Around age five, I remember wearing an orange pouf skirt and tiara and twirling so the layers of my skirt would rise like a hula hoop over my hips. I didn’t worry about who might see or what they might say. I was beautiful and remarkable—I knew that.
I was not yet carrying my parcel of nasties.
If I remember correctly, it was not long after the skirt and tiara that I earnestly began my collection. I spied all sorts of nasty things. The tinier, the better, I picked up what I chose, held it in close grasp and examined it over and over and over. I added till my accumulations became quite heavy, a little here as my parents parented, a little there while my teachers graded, a whole lot more while my coaches pushed, plenty more when friends moved on. And then I filled it to overflowing when my husband strayed.
As luck would have it, a dear man showed up when the formerly beautiful and remarkable me was vastly overworked from carrying a boatload of uncertainty. He was smart and strong and kind and gentle and he wore his self assuredly. He called me Winsomebella and he took me to Montana.
When I first arrived, I was three states north and half a lifetime from where I intended to be. I avoided mirrors and photographs and spoke softly and didn’t sing much, even to myself. And I certainly didn’t dance. I never left the top button of my blouse undone or let my hair grow out. And I didn’t wander by myself because I did not know how to operate my internal GPS.

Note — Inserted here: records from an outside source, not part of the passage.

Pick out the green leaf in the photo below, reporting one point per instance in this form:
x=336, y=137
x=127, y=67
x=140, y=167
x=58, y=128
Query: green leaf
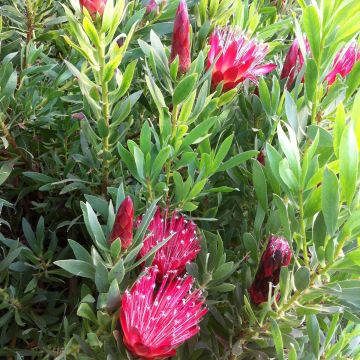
x=77, y=268
x=101, y=277
x=91, y=31
x=312, y=28
x=313, y=330
x=117, y=272
x=260, y=184
x=184, y=89
x=278, y=341
x=302, y=278
x=330, y=200
x=159, y=162
x=340, y=123
x=311, y=79
x=348, y=159
x=85, y=311
x=80, y=252
x=93, y=226
x=237, y=160
x=5, y=171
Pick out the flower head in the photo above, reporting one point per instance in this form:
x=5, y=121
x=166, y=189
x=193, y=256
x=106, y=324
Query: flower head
x=294, y=61
x=180, y=45
x=156, y=322
x=93, y=6
x=182, y=247
x=276, y=255
x=344, y=61
x=240, y=59
x=123, y=225
x=151, y=6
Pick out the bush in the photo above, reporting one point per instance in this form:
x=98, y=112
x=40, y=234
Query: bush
x=179, y=180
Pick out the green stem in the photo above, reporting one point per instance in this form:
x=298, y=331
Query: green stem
x=302, y=228
x=105, y=114
x=173, y=143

I re-learned those things in Montana.
I was wrapped by buttes and prairies and peaks and the vast space above horizon and I warmed.
Love and the land etched across me, like the glaciers that changed this part of the world. Ever-so-slowly, I began to change.

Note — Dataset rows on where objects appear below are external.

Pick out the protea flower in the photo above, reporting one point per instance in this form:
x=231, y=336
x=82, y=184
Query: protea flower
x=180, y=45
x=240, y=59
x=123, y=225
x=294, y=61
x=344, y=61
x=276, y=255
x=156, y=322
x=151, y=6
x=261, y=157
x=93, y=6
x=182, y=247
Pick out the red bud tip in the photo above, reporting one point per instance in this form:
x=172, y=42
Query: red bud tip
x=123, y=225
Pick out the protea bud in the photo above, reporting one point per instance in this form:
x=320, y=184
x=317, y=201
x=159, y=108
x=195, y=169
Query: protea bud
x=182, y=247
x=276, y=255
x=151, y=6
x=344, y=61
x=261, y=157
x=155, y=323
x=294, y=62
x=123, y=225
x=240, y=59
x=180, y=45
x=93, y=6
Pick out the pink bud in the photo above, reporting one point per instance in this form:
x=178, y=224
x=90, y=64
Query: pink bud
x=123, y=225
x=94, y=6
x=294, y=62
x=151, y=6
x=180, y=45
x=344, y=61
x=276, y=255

I started to feel charming and Winsomebella-like.
Winsomebella, it seemed, deserved it all. She had earned her cache of curiosity, her angling toward adventure, her passel of possibilities. She quit avoiding mirrors and photographs, her voice spoke up, she sang loudly with the radio, she danced by herself, unbuttoned her blouse and let her hair go wild. She was not afraid to wander alone. And she realized that raw and without makeup was most beautiful and remarkable.
I came to Montana again this week to write and to wander, to shoot pictures and to see. And what I learned this time is that all along it had been my voice, and only mine, that had caused all the fuss and the bother after age five. Not parents, or teachers, or coaches, or peers or an ex-husband.
Surrounded again by the beauty of this place and the love of true voices, I knew again what being Winsomebella means.
It means I can wander and find my way, scrubbed clean.
Truth be told, it’s about a love affair with me.
Thank you to best selling author and wondrously kind Laura Munson and the loving and wise women that went out of their way to retreat in Montana. You cleared my voice. So much so, I may whistle as I walk, loudly.